Astronauts aboard the International Space Station (ISS) are usually able to lay their hands on fresh food, thanks to the regular supply launches. But a flight to Mars won’t get these deliveries.
So if we’re going to visit other planets, we’ll need a fridge that doesn’t break down in space. This may sound far fetched but researchers at Purdue University in Indiana are hard at work testing one.

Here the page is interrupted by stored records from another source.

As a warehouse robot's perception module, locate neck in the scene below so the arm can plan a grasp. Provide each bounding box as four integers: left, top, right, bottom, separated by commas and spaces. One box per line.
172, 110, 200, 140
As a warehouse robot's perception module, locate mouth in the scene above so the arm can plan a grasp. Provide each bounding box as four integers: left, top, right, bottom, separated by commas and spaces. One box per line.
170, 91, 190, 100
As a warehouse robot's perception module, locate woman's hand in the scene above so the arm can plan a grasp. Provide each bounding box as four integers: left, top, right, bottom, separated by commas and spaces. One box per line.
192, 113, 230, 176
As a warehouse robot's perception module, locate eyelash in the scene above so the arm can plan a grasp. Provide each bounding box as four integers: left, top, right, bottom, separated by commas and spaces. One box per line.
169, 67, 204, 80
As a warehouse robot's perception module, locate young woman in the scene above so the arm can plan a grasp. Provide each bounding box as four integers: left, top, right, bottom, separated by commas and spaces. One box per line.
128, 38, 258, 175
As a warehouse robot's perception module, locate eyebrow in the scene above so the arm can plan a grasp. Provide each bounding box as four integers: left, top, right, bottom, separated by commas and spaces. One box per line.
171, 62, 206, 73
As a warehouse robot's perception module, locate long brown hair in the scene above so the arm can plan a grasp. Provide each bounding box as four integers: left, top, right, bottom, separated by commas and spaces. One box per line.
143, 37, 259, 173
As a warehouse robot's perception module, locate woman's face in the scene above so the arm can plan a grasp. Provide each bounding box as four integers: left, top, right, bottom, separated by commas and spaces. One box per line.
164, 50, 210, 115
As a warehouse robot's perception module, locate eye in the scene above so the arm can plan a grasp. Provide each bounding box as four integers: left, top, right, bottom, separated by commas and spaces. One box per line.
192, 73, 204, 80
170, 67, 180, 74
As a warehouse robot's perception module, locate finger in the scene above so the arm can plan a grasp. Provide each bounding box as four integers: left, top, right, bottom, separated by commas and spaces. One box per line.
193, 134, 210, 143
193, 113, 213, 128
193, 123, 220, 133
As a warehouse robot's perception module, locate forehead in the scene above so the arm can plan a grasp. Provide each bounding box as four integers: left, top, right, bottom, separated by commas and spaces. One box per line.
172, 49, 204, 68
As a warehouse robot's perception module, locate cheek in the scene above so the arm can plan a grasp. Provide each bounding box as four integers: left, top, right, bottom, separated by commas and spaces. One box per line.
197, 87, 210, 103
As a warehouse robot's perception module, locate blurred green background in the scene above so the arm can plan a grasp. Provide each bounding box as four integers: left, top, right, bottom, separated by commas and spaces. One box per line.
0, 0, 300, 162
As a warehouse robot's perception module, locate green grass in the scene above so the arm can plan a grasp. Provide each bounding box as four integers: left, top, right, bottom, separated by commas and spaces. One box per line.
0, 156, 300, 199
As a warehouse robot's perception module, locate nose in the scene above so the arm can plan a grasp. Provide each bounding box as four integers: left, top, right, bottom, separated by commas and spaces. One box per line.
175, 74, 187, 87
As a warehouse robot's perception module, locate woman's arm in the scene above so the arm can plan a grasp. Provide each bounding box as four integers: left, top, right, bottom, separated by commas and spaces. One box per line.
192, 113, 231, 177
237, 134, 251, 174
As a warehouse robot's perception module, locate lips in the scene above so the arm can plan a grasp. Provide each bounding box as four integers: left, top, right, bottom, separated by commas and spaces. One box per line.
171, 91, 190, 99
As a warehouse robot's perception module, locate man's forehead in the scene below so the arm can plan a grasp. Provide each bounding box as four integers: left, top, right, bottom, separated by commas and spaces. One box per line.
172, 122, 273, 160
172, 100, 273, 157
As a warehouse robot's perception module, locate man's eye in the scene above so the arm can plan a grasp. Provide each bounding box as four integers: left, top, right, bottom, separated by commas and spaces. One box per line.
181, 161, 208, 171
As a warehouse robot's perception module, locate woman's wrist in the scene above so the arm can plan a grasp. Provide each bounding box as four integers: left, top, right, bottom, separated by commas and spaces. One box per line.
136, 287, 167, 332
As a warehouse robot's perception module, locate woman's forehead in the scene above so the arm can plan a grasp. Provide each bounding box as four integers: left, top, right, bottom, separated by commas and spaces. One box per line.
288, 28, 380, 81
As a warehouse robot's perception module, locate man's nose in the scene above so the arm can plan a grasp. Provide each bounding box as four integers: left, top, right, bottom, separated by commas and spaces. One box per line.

But what prevents a regular refrigerator from working in space because it just sucks heat out and puts cold air in? Simple, right? But refrigerators rely on gravity to distribute oil through the compressor system that regulates temperature, so in space these systems don’t work or break down quickly.
The space fridge
The solution being pursued by Purdue team and partner manufacturer Air Squared is an oil-free version of the traditional fridge that will work regardless of gravity’s direction or magnitude. It was funded by the American space agency NASA’s SBIR (Small Business Innovation Research) program, which awards money to promising small businesses and experiments in order to inch them toward mission readiness.
In development for two years, the team at last assembled a flight-ready prototype, and last month was finally able to test it in microgravity simulated in a parabolic plane flight. The initial results are promising because the fridge worked!
“The fact that the refrigeration cycles operated continuously in microgravity during the tests without any apparent problems indicates that our design is a very good start,” said Leon Brendel, a Ph.D. student on the team. “Our first impression is that microgravity does not alter the cycle in ways that we were not aware of.”
More than just food storage
While the prospect of cold drinks and frozen meals is tantalizing, a normal refrigerator could be used for all kinds of scientific work as well. Experiments that need cold environments currently either use complicated, small scale cooling mechanisms or utilize the near-absolute-zero conditions of space.
Analysis of the data collected on the flights is ongoing, but the success of this first big test validates both the approach and execution of the space fridge. Next step would be figuring out how it might work in the limited space and continuous microgravity of the ISS.